“Magic Bullet” Azedra Gives Hope to Patients with Rare Adrenal Cancer
Western University Chemistry Professor Emeritus Duncan Hunter gets a little choked up when it’s noted the work he began more than three decades ago will now, finally, be applied to saving hundreds of lives in the form of the drug Azedra.
 
Hunter describes Azedra as “a bit like a magic bullet” for rare adrenal tumors that can’t be surgically removed and require systemic anti-cancer therapy.

In 2018 the new compound, developed by Progenics Pharmaceuticals, became the first FDA-approved therapy for this use, offering hope to patients with rare adrenal gland tumors. It decreases the need for blood pressure medication and reduces the size of tumors in about one-quarter of patients – people who had exhausted all other medical options.
Adrenal cancers affect about 1,000 people in the United States each year. 
Hunter developed the compound with his Western lab team 30 years ago and then, after years of further development, applied for the patent.
The compound is highly radioactive and, once injected intravenously is specifically absorbed by, and then attacks the tumor, while the kidneys flush out the material it doesn’t use. Key to Azedra’s success is the use of a radioactive pharmaceutical called metaiodobenzylguanidine (MIBG), a compound designed to target only the tumor.
“Essentially, every molecule of MIBG has a radioactive iodine (iodine-131) on it. It gets absorbed where you want it to, it irradiates where you want it to and then it decays,” Hunter said.
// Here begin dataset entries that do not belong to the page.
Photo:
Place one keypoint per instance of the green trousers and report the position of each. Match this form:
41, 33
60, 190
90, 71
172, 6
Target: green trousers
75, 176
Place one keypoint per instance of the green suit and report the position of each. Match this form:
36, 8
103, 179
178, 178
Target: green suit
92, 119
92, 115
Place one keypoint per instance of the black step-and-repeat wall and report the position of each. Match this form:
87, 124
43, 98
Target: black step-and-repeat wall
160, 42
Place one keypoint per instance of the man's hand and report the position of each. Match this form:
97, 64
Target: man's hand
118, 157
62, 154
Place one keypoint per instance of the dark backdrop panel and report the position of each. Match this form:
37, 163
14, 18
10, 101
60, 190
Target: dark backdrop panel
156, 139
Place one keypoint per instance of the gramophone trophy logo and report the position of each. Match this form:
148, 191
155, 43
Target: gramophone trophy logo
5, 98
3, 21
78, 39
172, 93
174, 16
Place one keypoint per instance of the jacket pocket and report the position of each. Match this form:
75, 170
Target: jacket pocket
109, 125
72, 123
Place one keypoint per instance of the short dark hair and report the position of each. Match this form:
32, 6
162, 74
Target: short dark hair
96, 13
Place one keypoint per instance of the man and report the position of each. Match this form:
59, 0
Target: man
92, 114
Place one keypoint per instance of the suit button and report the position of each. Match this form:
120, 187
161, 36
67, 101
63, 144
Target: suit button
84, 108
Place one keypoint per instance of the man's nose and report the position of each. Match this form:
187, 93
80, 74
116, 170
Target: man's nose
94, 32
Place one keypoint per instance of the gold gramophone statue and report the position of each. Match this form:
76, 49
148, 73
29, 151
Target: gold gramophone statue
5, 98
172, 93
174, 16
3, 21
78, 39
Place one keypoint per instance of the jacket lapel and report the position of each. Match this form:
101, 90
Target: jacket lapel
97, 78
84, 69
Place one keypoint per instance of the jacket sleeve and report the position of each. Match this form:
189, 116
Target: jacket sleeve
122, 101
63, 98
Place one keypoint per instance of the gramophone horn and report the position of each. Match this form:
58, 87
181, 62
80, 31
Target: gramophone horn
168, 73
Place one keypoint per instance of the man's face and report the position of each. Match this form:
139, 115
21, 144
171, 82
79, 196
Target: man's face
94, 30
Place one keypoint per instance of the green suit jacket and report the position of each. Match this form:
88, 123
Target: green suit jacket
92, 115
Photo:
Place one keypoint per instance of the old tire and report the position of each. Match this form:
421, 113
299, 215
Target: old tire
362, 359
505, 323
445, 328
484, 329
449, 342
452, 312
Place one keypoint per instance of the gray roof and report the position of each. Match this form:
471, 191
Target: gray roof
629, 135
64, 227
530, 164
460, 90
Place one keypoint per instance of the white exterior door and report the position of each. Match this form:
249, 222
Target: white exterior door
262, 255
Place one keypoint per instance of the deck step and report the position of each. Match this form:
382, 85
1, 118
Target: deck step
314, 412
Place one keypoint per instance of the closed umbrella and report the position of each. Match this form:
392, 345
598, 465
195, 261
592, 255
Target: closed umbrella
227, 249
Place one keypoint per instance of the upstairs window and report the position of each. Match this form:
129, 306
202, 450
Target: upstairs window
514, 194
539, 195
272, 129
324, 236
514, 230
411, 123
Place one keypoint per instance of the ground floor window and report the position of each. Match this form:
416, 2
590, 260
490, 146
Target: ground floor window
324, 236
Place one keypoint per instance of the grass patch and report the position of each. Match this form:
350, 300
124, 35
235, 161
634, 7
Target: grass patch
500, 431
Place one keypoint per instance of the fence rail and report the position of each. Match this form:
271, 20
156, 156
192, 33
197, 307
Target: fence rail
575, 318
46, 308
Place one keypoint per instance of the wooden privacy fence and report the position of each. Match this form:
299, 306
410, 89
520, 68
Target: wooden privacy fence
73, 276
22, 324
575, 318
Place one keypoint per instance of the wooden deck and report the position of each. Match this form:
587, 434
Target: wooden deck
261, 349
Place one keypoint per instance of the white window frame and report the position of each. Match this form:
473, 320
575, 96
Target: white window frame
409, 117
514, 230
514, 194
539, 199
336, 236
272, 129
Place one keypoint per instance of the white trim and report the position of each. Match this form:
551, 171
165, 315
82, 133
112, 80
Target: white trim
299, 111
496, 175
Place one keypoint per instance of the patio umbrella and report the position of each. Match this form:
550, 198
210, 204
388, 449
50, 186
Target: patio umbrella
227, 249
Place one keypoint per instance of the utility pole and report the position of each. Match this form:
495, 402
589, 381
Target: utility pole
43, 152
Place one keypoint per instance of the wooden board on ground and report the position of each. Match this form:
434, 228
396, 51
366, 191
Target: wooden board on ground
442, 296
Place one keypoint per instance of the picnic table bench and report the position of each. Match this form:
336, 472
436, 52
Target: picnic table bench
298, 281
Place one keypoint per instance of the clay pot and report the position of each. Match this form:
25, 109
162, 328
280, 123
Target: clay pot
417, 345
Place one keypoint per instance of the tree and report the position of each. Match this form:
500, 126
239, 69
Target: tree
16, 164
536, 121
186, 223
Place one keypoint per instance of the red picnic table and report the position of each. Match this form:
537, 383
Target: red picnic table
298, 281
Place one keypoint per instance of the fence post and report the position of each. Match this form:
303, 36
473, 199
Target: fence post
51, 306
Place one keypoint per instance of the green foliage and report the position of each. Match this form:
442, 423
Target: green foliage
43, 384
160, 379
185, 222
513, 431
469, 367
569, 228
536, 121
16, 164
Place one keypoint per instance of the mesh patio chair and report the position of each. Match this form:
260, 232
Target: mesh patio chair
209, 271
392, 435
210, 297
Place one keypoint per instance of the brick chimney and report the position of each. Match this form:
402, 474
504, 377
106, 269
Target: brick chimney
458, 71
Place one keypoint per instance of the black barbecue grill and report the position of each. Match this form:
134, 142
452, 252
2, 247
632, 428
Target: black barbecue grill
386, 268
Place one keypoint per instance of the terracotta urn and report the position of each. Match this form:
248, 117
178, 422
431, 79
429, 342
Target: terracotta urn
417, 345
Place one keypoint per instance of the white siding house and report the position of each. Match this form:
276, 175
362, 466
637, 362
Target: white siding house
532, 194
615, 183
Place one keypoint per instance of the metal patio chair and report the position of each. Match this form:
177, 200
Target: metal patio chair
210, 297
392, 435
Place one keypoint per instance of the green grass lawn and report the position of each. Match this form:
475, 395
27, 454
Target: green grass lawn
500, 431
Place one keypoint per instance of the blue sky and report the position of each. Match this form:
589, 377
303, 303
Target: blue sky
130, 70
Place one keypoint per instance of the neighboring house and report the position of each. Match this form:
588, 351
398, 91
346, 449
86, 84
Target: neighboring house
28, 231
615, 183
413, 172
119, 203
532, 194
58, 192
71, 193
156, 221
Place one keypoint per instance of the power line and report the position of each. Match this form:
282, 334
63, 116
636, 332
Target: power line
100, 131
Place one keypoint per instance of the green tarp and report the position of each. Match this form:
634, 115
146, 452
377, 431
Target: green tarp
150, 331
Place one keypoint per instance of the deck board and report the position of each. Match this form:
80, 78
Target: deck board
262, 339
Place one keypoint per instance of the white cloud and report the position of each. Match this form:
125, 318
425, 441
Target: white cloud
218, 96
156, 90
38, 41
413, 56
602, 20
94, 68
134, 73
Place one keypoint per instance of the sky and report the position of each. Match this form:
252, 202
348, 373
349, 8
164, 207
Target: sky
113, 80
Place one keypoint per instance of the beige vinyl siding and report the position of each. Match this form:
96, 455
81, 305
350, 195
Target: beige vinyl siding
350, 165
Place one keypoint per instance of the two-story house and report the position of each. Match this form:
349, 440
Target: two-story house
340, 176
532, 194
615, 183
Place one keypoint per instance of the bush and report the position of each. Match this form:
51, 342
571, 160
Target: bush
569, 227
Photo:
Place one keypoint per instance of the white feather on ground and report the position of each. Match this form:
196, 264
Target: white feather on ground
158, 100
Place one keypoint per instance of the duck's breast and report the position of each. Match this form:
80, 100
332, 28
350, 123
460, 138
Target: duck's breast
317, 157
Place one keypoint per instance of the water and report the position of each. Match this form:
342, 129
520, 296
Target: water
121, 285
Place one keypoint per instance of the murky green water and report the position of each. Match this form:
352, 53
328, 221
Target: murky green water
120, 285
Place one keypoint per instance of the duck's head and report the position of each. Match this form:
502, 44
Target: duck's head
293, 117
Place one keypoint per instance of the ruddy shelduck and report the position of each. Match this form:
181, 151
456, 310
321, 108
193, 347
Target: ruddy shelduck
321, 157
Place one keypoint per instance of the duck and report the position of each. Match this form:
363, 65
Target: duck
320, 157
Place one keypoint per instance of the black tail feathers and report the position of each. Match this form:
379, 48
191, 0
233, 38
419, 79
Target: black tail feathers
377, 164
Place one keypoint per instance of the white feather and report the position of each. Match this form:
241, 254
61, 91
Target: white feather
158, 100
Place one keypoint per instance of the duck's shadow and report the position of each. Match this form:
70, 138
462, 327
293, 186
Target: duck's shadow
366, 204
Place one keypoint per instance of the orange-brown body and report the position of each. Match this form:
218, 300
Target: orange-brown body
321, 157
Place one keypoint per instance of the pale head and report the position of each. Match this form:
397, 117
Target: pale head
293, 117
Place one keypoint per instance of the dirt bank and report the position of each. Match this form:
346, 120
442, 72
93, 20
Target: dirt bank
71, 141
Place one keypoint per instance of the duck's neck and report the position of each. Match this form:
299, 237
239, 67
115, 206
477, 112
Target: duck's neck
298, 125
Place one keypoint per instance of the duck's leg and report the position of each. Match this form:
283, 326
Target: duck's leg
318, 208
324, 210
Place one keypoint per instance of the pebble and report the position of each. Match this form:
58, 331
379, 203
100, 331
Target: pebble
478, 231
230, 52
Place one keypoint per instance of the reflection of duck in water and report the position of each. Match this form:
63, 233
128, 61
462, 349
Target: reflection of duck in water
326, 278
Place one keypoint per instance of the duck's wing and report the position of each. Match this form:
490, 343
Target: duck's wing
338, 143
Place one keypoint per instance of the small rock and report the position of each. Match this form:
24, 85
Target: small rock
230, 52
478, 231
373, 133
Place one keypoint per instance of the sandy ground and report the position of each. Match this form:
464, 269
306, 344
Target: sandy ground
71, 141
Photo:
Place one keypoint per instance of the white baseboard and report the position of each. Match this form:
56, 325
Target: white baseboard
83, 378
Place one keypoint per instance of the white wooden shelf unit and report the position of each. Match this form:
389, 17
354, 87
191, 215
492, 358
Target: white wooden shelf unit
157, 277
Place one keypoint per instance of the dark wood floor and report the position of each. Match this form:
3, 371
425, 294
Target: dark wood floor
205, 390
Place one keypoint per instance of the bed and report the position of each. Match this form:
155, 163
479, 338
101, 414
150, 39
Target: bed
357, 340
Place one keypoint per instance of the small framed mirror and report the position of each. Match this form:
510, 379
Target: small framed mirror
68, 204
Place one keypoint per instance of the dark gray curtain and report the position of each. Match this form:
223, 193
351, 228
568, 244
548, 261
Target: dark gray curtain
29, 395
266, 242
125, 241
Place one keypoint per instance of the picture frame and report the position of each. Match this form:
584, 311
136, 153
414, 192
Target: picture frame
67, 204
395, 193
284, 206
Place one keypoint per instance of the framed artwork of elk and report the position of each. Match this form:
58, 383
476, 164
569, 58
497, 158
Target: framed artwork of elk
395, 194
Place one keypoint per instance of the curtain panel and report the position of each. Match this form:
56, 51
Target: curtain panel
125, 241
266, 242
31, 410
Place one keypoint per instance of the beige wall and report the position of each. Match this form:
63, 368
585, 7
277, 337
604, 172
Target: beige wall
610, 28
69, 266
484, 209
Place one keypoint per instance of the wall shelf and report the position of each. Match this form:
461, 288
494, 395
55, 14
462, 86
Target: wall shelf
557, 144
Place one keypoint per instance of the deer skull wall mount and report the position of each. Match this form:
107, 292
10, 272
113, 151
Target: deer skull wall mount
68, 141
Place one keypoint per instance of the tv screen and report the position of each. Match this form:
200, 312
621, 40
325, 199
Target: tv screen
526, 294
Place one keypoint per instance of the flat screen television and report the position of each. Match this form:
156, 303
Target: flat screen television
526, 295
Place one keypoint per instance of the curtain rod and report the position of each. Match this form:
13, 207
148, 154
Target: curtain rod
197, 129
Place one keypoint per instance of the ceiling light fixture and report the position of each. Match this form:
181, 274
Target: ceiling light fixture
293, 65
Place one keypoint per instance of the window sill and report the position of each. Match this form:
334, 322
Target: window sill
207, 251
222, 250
While a form of MIBG has been used for years, one of the main stumbling blocks has been to find a method to produce MIBG in which every molecule carries the radioactive isotope. The Hunter lab developed a specific resin that would hold the precursor to the radioactive material until ready to be converted into the radiopharmaceutical for use by the body.
“There were very few companies in the world that specialize in radiopharmaceuticals. It’s highly specialized work,” Hunter said.
WORLDiscoveries, the technology transfer office for Western University, located in London, Ontario, helped Hunter apply for patents and coordinated license agreements with Molecular Insight and later Progenics Pharmaceuticals.
At the eleventh hour, Molecular Insight, a Boston-based company, picked up the license on the patent and began development, and then clinical trials.
It is a process that requires a lot of resources, and when Molecular Insight couldn’t stay financially afloat, it appeared as if the project might be over before its time. In stepped Progenics Pharmaceuticals, which secured the license and rescued the research, resuming clinical trials at several specialized centers in the US. Progenics’ results confirmed the effects and benefits of the pharmaceutical, now named Azedra (iobenguane 131).